Here’s a story that conjured some old memories and brought a smile to my face.
Last month, 158 giant Galapagos tortoises were reintroduced to the island of Floreana in the southern region of the Galapagos archipelago where the local species has been extinct for 150 years.
Why is this news, you may well ask? Well, for two reasons. This is the first reintroduction of an island-specific tortoise species to their home island and is the first of twelve more that are being worked on at the Darwin center in Academy Bay.
And, second, I have been lucky enough to sail to and cruise the Galapagos islands twice, once before Ecuador created the national park and once after. They were two very different experiences.
On our first visit to the islands, 600 miles west of Ecuador, we were free to roam the archipelago and explore the islands and the flora and fauna in much the same natural condition that Charles Darwin had found it in the 1830s.
On the second visit in the 1990s, we found the islands governed as a park and our cruising mobility was strictly limited to the anchorages at Wreck Bay and Academy Bay. This was intended to protect the natural flora and fauna.

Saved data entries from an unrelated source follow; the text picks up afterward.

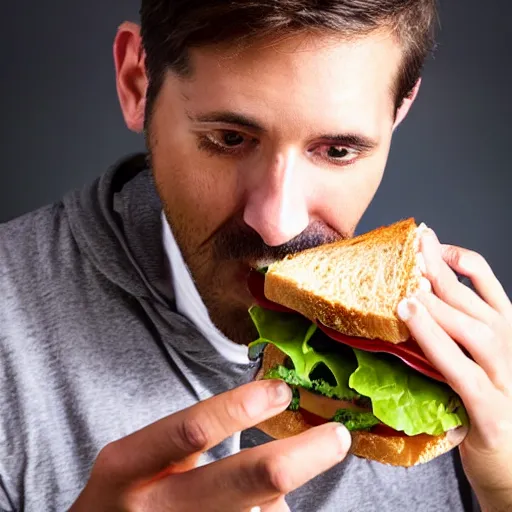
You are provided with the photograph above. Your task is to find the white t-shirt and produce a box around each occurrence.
[161,212,250,366]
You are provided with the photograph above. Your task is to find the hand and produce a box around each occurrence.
[69,380,351,512]
[397,228,512,512]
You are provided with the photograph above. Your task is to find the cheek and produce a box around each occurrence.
[315,151,388,234]
[151,134,241,245]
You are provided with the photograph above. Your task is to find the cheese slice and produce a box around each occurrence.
[299,388,368,420]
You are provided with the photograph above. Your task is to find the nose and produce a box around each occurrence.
[243,148,309,247]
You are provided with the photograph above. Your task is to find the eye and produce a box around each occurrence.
[327,147,349,159]
[316,145,358,164]
[205,130,246,149]
[198,130,258,156]
[220,131,245,147]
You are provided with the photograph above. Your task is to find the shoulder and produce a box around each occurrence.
[0,202,77,510]
[0,201,78,293]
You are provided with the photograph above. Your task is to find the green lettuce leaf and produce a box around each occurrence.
[249,306,468,436]
[264,365,380,431]
[249,306,358,399]
[264,365,341,399]
[332,409,380,432]
[349,349,467,436]
[264,365,311,388]
[289,388,300,411]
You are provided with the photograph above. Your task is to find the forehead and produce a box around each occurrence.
[173,31,403,133]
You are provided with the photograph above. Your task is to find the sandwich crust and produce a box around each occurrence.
[264,218,421,343]
[256,344,467,467]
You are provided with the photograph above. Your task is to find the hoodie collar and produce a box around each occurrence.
[64,153,172,305]
[161,212,250,364]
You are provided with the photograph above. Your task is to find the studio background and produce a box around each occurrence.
[0,2,510,295]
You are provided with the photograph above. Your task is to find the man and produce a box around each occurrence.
[1,1,511,511]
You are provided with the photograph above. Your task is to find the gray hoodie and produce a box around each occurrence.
[0,154,476,511]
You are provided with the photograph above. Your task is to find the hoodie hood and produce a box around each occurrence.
[62,153,257,398]
[63,153,172,306]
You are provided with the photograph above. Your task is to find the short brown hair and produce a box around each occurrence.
[140,0,437,115]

In the 1800s, the islands were a watering and provisional stop for whalers from New England and Britain. They captured tortoises for food and left pigs and goats to reproduce for food in years to come. These non-indigenous animals gradually destroyed the tortoises’ natural habitats and by the 1870s the tortoise population on Floreana was virtually extinct.
We’ve spent many a night anchored in Floreans’s Post Office Bay where out-bound whalers of old would leave mail to be delivered by whalers who were headed home. Today, tourists can leave mail in the post box and it will be posted by the Whittmer family who have run a small hotel on the island since the 1930s. It will be delivered with that truly unique Floreana, Galapagos post mark.
The restoration of the island-specific species of Galapagos tortoises is a multi-year project that goes hand in hand with the gradual elimination of the non-indigenous animals. Both projects are actively funded and going forward.
When we were there on our first visit, we were asked by locals to hunt pigs and goats as we explored the islands, which we did. Many an afternoon was spent roasting that day’s kill for dinner. But, the effort needed to be much bigger than local hunters and itinerant cruisers could provide. Once the national park was formed and with the Ecuadorian government funding the Darwin Station, a proper eradication program was put into place.
One day on our second visit, we rented horses and hired a guide to lead us up the central mountain on Santa Cruz to look for tortoises in the wild. After a couple of hours and a few false starts, we finally found a marshy area and low and behold there were three giant Galapagos tortoises lolling in the muddy water.
We left the horses with the guide and crept silently toward them through the bushes. They move slowly if at all so it was startling for a large tortoise to raise his big, blocky head and look at us with prehistoric yellow eyes. And then, it hissed its warning.
So, 158 Floreana tortoises raised at the Darwin Station are now home again on their island. In the grand scheme of things, that’s got to be a good thing.